Il n'est pas impossible que j'y retourne pour mes vieux jours d'ailleurs, sans chercher la ville que j'ai connue car cela, je sais que ce ne sera plus possible.

Fabrice a dit…

Aujourd'hui, je suis à l'étroit à Lyon. Je vis et travaille en presqu'île et mes horizons sont les quais de la Saône. Tous les jours je contemple le spectacle de Bellecour et du coteau de Fourvière. Je n'éprouve aucun besoin de franchir les fleuves, cantonnant mes week-ends à des va-et-vient entre les pentes de la Croix-Rousse et Bellecour. J'ai l'impression de connaître chaque façade, chaque porte, chaque commerce. Et pourtant, il suffit que l'un d'eux change pour que je sois incapable de savoir quelle activité était exercée auparavant. J'erre dans ma ville maintenant.

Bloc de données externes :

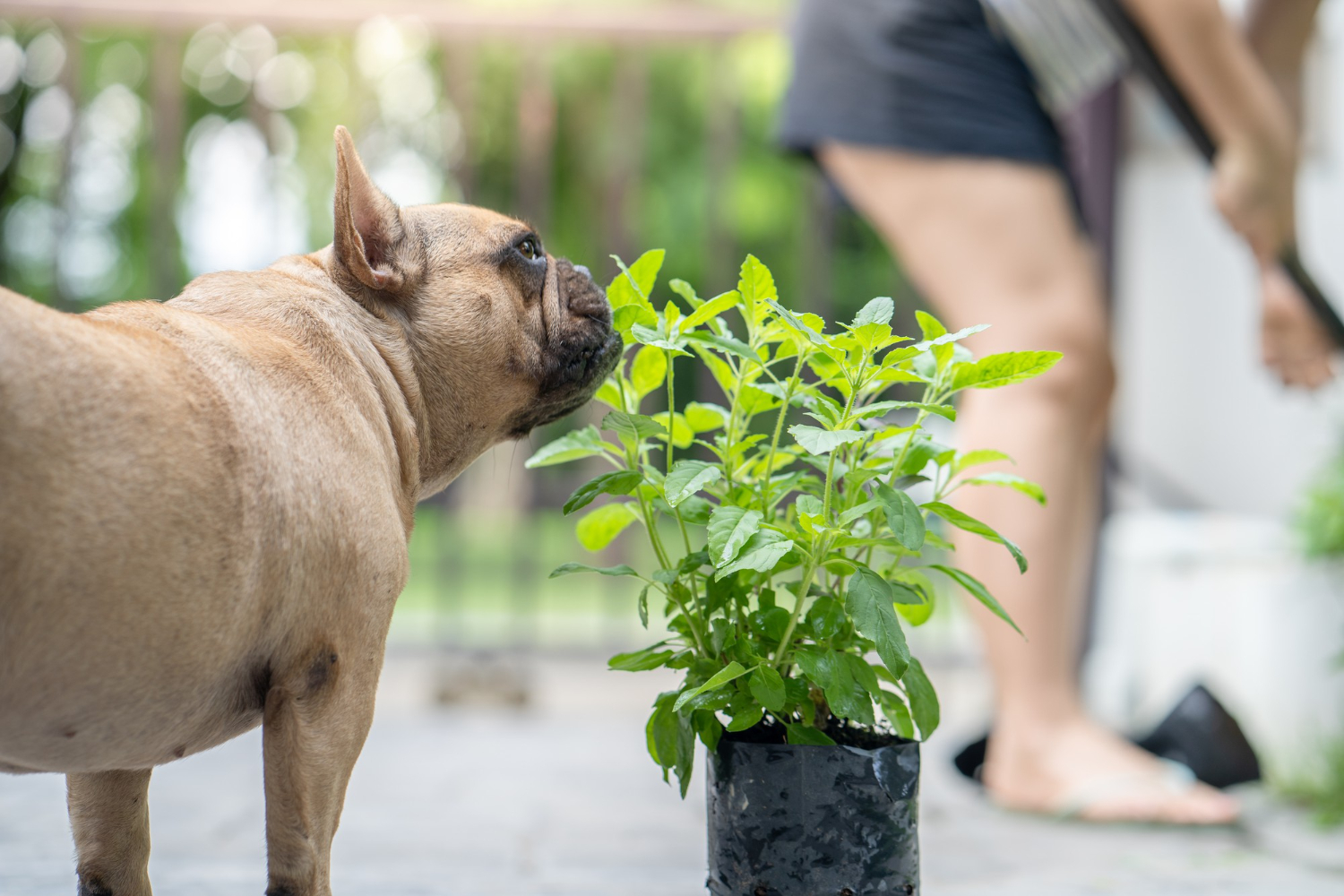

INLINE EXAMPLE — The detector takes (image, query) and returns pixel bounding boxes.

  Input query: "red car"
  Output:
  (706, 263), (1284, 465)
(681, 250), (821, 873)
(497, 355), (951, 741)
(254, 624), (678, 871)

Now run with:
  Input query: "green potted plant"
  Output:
(529, 251), (1059, 896)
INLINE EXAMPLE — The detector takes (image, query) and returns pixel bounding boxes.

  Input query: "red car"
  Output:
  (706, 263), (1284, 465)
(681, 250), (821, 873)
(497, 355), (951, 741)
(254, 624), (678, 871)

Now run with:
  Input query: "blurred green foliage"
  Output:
(0, 15), (913, 329)
(1295, 457), (1344, 559)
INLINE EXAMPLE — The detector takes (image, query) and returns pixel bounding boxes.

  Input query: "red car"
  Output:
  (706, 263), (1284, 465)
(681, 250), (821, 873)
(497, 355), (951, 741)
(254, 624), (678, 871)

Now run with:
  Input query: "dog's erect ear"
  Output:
(335, 125), (406, 293)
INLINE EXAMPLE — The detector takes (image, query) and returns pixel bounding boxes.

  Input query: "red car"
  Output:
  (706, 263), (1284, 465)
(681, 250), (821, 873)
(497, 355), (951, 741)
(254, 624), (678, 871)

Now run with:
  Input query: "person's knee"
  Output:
(1029, 323), (1116, 428)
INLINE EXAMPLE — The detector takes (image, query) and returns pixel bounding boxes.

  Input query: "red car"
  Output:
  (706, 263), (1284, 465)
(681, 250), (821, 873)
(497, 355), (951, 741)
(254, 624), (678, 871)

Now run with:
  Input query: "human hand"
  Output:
(1261, 264), (1335, 390)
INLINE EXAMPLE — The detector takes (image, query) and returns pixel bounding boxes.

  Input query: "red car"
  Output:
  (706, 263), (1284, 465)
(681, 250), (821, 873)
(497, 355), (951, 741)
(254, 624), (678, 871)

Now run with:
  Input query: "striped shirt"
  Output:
(981, 0), (1129, 114)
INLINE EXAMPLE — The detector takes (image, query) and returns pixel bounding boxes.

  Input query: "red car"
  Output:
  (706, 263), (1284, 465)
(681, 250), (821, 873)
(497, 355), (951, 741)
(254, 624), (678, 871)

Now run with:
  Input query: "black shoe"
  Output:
(952, 685), (1261, 788)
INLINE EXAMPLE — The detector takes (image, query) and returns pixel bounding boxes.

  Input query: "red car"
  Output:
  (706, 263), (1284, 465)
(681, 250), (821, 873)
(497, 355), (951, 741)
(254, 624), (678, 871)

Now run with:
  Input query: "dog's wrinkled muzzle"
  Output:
(513, 258), (623, 436)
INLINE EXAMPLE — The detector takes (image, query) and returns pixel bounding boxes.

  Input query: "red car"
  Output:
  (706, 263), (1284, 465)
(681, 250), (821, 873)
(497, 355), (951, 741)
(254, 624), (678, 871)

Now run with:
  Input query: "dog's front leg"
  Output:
(263, 648), (381, 896)
(66, 769), (151, 896)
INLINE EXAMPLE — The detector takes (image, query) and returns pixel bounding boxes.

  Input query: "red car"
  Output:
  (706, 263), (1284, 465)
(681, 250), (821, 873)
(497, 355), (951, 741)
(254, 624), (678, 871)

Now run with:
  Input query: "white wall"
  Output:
(1115, 3), (1344, 517)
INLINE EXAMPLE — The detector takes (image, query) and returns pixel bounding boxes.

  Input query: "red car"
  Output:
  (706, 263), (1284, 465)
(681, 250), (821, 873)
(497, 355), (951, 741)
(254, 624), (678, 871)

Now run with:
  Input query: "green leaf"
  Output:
(677, 495), (714, 525)
(875, 484), (925, 551)
(952, 449), (1012, 476)
(663, 461), (723, 506)
(574, 503), (640, 551)
(738, 255), (780, 323)
(961, 471), (1046, 506)
(929, 563), (1026, 637)
(562, 470), (644, 516)
(593, 376), (625, 411)
(546, 563), (640, 579)
(685, 401), (728, 433)
(683, 331), (761, 364)
(631, 323), (687, 355)
(747, 665), (784, 712)
(846, 567), (910, 678)
(607, 248), (667, 307)
(882, 691), (916, 740)
(892, 582), (935, 629)
(644, 694), (682, 780)
(668, 277), (702, 307)
(728, 704), (765, 731)
(900, 657), (940, 740)
(607, 641), (672, 672)
(715, 530), (793, 579)
(650, 411), (695, 449)
(825, 650), (876, 726)
(523, 425), (610, 470)
(793, 648), (840, 691)
(679, 290), (739, 333)
(691, 710), (723, 753)
(631, 345), (668, 398)
(910, 322), (989, 349)
(852, 296), (897, 329)
(924, 501), (1027, 573)
(840, 653), (882, 697)
(785, 721), (836, 747)
(768, 299), (831, 345)
(952, 352), (1064, 392)
(916, 312), (948, 341)
(602, 411), (668, 447)
(892, 434), (946, 476)
(806, 598), (846, 641)
(612, 304), (659, 338)
(672, 659), (747, 712)
(709, 504), (762, 567)
(789, 425), (868, 454)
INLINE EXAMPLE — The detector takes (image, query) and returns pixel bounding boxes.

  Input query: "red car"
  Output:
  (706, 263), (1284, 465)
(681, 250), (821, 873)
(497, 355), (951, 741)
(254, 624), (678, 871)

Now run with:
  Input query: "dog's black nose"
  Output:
(561, 259), (612, 326)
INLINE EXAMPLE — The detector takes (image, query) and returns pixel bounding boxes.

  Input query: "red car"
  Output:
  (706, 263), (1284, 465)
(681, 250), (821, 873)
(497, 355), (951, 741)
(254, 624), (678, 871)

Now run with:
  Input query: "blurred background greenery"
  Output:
(0, 0), (913, 658)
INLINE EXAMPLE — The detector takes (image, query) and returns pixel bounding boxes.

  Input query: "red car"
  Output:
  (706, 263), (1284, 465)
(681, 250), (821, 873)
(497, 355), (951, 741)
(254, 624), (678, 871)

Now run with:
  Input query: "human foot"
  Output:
(981, 716), (1241, 825)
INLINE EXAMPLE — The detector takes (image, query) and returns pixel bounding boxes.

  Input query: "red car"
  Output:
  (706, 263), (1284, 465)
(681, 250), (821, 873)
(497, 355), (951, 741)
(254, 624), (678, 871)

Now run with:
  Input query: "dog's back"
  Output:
(0, 283), (405, 771)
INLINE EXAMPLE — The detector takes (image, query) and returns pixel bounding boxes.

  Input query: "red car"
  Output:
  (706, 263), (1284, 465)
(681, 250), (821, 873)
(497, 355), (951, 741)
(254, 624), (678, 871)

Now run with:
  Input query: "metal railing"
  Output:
(0, 0), (892, 658)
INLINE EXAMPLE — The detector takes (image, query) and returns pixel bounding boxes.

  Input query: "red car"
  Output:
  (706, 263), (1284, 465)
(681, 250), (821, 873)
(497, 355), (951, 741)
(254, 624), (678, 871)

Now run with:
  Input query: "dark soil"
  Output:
(723, 719), (906, 750)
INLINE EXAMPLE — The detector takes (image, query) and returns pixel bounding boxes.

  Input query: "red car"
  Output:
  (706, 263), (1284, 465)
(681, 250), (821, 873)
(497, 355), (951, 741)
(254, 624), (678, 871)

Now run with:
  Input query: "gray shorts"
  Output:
(780, 0), (1072, 184)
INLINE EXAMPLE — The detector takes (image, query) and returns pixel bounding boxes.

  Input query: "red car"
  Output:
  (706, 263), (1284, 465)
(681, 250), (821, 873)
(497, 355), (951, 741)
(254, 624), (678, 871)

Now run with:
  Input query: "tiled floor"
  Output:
(0, 656), (1344, 896)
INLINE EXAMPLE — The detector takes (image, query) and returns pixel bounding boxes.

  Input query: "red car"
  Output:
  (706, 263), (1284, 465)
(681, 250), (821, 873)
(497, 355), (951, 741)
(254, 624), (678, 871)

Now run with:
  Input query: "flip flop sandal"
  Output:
(1048, 759), (1199, 823)
(953, 685), (1261, 788)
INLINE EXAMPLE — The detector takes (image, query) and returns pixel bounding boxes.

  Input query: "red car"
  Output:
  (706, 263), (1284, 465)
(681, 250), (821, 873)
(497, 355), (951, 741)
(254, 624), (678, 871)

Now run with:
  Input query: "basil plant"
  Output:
(527, 251), (1059, 796)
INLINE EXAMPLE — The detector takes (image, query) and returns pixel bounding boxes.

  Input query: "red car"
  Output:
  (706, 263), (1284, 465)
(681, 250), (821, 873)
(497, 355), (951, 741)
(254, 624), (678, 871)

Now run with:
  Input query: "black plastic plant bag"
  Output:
(706, 737), (919, 896)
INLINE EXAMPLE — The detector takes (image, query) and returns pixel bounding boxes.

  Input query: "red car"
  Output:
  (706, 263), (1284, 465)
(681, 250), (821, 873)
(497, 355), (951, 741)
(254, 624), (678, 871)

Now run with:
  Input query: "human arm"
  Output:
(1126, 0), (1335, 388)
(1246, 0), (1322, 130)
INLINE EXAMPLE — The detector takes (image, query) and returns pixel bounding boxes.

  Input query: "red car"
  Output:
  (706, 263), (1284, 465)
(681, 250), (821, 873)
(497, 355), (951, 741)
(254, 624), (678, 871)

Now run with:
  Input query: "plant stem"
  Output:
(761, 350), (804, 513)
(774, 547), (825, 673)
(663, 349), (704, 623)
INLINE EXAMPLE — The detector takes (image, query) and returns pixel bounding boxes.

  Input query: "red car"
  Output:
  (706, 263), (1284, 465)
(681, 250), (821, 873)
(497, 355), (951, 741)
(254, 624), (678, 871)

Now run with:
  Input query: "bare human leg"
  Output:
(819, 143), (1238, 823)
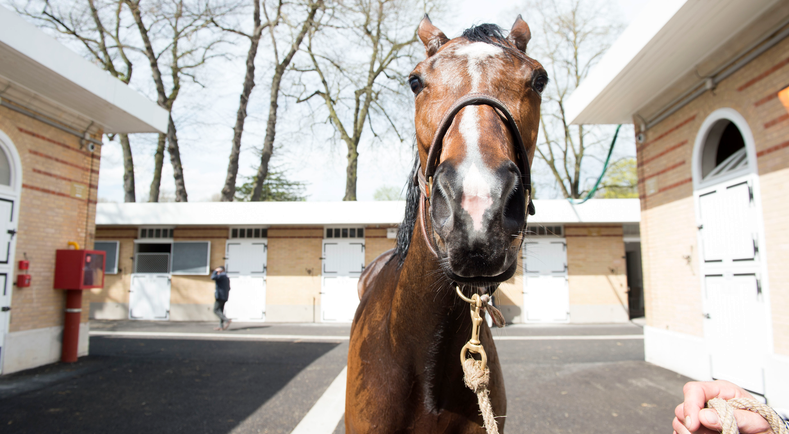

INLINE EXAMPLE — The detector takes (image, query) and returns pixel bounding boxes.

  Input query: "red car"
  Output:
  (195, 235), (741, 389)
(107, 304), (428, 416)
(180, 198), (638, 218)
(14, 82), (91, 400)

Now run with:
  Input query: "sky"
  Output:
(86, 0), (647, 202)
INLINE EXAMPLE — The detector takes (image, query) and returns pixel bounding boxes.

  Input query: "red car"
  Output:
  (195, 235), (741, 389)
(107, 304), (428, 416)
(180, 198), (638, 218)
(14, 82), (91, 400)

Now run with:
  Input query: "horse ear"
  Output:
(507, 15), (531, 52)
(417, 14), (449, 57)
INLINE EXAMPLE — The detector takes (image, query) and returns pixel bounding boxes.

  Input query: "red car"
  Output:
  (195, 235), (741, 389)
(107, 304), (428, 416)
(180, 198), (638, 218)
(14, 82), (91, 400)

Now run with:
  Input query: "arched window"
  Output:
(701, 119), (748, 181)
(693, 108), (757, 190)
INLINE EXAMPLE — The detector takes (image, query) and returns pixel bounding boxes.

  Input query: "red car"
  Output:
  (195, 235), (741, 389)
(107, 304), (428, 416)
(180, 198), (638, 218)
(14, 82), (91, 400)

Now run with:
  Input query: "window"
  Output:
(140, 228), (173, 239)
(230, 228), (268, 239)
(93, 241), (120, 274)
(172, 241), (211, 275)
(526, 225), (563, 237)
(326, 228), (364, 238)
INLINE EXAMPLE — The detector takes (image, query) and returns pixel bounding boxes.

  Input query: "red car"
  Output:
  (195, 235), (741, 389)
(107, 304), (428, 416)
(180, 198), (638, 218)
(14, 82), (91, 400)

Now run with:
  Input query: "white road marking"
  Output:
(90, 330), (350, 342)
(290, 366), (348, 434)
(90, 330), (644, 342)
(493, 335), (644, 341)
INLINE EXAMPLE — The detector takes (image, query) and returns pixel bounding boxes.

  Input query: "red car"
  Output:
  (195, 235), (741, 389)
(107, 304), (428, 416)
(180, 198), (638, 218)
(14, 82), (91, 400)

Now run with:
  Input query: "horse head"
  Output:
(409, 16), (548, 286)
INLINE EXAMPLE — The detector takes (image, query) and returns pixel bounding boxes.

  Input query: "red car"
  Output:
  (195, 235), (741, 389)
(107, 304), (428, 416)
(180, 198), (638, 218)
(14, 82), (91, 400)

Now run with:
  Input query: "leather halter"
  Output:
(414, 92), (535, 215)
(413, 92), (535, 257)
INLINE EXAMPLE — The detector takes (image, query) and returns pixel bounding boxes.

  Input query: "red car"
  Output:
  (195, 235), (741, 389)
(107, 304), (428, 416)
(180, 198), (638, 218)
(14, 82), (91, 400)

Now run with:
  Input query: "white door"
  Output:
(698, 178), (770, 393)
(225, 239), (267, 321)
(321, 239), (364, 322)
(129, 273), (170, 320)
(523, 238), (570, 322)
(0, 197), (16, 372)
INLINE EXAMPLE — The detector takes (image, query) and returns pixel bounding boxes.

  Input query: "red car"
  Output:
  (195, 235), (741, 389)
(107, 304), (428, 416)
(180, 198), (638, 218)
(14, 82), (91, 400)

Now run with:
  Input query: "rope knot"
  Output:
(463, 359), (490, 393)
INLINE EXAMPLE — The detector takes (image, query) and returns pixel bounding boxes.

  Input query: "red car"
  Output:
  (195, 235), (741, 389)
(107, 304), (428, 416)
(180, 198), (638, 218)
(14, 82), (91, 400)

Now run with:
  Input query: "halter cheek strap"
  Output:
(413, 93), (535, 215)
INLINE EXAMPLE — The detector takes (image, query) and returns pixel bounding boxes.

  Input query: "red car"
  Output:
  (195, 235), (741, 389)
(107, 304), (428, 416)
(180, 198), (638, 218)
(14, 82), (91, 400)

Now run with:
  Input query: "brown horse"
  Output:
(345, 16), (548, 434)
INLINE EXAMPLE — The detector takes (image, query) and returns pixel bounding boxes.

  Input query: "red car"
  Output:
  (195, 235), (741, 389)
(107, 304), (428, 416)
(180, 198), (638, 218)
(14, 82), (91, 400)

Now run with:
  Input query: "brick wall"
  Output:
(266, 227), (323, 321)
(635, 32), (789, 355)
(564, 225), (627, 321)
(0, 107), (101, 332)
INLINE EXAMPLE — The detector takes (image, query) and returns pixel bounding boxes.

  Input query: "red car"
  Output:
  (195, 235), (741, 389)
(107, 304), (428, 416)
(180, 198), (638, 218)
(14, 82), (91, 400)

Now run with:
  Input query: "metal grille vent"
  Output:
(134, 253), (170, 273)
(526, 225), (563, 237)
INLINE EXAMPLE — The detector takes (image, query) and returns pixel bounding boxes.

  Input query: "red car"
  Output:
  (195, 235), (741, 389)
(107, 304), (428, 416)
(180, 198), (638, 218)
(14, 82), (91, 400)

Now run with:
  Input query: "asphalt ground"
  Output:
(0, 321), (689, 434)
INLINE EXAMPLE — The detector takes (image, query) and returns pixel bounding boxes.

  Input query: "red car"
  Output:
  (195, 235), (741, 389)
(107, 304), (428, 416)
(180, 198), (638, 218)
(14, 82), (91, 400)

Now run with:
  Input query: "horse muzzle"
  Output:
(430, 161), (526, 282)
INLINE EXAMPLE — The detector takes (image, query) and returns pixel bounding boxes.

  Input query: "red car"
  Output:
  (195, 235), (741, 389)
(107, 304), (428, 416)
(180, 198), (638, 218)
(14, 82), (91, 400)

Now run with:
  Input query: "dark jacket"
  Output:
(211, 270), (230, 301)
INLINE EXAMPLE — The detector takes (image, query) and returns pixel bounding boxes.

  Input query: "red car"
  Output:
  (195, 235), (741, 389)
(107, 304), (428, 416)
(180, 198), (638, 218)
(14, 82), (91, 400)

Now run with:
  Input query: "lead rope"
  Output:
(707, 398), (789, 434)
(455, 285), (504, 434)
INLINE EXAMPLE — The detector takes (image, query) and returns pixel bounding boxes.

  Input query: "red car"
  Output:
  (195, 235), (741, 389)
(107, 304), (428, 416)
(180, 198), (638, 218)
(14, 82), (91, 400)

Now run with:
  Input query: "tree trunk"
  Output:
(342, 143), (359, 200)
(222, 0), (263, 202)
(167, 115), (187, 202)
(148, 134), (167, 202)
(250, 1), (323, 202)
(119, 133), (136, 202)
(251, 65), (285, 202)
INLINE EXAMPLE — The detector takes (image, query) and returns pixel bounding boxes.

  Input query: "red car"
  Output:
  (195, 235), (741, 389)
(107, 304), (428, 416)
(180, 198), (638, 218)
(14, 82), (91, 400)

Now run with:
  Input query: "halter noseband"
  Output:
(414, 93), (535, 215)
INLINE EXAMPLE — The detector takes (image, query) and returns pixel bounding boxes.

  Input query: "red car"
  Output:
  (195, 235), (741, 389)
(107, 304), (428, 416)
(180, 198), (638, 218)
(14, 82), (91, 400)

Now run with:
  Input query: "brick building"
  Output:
(0, 7), (167, 374)
(568, 0), (789, 407)
(91, 199), (643, 323)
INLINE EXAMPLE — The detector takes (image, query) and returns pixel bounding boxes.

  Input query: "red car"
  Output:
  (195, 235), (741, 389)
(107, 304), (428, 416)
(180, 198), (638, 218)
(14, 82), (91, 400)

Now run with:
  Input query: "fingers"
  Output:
(671, 417), (720, 434)
(699, 409), (771, 434)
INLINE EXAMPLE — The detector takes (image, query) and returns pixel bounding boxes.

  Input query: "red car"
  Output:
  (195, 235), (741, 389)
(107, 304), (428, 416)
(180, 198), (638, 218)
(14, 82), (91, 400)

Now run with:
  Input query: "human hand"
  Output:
(671, 380), (773, 434)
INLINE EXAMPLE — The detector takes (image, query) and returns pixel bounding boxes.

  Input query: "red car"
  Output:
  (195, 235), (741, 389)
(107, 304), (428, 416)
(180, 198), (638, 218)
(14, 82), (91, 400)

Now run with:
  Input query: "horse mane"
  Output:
(461, 24), (517, 52)
(387, 24), (522, 267)
(390, 152), (422, 267)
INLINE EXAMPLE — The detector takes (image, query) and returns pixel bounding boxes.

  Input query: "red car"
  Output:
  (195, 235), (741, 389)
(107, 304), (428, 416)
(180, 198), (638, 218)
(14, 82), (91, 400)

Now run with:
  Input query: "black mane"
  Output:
(392, 152), (421, 266)
(390, 24), (520, 266)
(461, 24), (512, 50)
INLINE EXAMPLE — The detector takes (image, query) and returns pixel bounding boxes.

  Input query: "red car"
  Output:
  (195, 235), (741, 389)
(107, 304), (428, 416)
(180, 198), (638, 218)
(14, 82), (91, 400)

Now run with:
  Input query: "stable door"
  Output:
(225, 239), (268, 321)
(698, 177), (770, 394)
(523, 238), (570, 322)
(321, 239), (364, 322)
(0, 196), (16, 373)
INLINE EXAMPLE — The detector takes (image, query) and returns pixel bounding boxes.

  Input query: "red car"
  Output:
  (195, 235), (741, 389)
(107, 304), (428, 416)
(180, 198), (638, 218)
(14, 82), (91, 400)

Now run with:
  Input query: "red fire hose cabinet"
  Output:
(54, 250), (105, 363)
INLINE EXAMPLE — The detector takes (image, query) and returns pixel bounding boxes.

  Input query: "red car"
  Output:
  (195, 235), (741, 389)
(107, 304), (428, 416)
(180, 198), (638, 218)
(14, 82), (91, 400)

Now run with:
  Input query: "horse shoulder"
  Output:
(356, 249), (394, 300)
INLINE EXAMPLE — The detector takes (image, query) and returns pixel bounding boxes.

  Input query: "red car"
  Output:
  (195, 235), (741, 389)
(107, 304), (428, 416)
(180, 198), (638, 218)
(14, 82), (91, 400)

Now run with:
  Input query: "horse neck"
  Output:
(389, 206), (471, 365)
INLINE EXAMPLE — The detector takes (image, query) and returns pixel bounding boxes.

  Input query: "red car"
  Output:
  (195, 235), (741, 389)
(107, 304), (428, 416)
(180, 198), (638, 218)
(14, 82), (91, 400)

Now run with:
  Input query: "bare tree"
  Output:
(297, 0), (429, 200)
(17, 0), (136, 202)
(246, 0), (323, 202)
(122, 0), (222, 202)
(211, 0), (282, 202)
(529, 0), (621, 199)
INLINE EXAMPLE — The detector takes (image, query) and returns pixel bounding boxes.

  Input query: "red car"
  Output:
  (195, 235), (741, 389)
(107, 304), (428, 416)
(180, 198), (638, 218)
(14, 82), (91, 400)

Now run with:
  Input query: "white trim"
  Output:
(692, 111), (774, 394)
(96, 199), (641, 229)
(691, 107), (759, 190)
(0, 6), (169, 133)
(93, 240), (121, 274)
(0, 127), (22, 374)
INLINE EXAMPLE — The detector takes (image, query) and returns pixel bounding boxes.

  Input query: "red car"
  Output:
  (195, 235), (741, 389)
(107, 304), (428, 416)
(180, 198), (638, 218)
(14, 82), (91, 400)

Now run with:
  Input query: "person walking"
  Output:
(211, 267), (232, 330)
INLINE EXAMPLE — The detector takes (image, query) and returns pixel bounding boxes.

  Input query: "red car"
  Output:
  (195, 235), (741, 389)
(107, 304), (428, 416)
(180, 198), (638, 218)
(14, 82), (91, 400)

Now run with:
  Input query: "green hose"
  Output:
(567, 124), (622, 205)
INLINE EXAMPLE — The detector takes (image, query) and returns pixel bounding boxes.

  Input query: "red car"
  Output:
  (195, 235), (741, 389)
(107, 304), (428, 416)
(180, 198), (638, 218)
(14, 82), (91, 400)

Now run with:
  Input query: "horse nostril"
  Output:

Je rêve de Paris, moi le lyonnais de Bellecour...

Cornus a dit…

Mon commentaire n'était en effet pas innocent, mais je n'avais bien entendu aucune exigence. Et en fait, je ne suis pas déçu de la réponse très complète.
Commentaire pas innocent, mais relative innoncence sur Lyon qui est une ville que je ne connais que par des demi journées passées là-bas ou d'y avoir transité tous les jours pendant 3 mois lorsque j'étais stagiaire à l'institut Pasteur.
Des nuits lyonnaises, je n'ai aucune idée et cela ne m'intéresse pas.
Lyon est une belle ville, et c'est aussi la raison pour laquelle je ne dédaigne pas m'y rendre (y vivre, c'est autre chose, mais cela n'a rien à voir avec Lyon, mais les grandes villes en général).
Tu donnes quelques explications historiques à ta vision de l'âme de Lyon, et j'y suis sensible. D'ailleurs, j'ignorais notamment que le côté "catho-ouvrier" qui a été assez vivace jusqu'à il y a peu.
Tu dénonces la perte de l'identité lyonnaise : on ne sait plus manger, plus partager... Je suis très sensible à ça car je crois que ces particularités se retrouvent loin dans les "campagnes" de la région lyonnaise. Et j'espère franchement que tout n'est pas mort dans ce domaine. Et je crois malheureusement que cette perte d'âme n'est pas spécifique à Lyon, mais générale, au moins dans les grandes villes.
Mais n'est-ce pas aussi la conséquence du métissage, des crises...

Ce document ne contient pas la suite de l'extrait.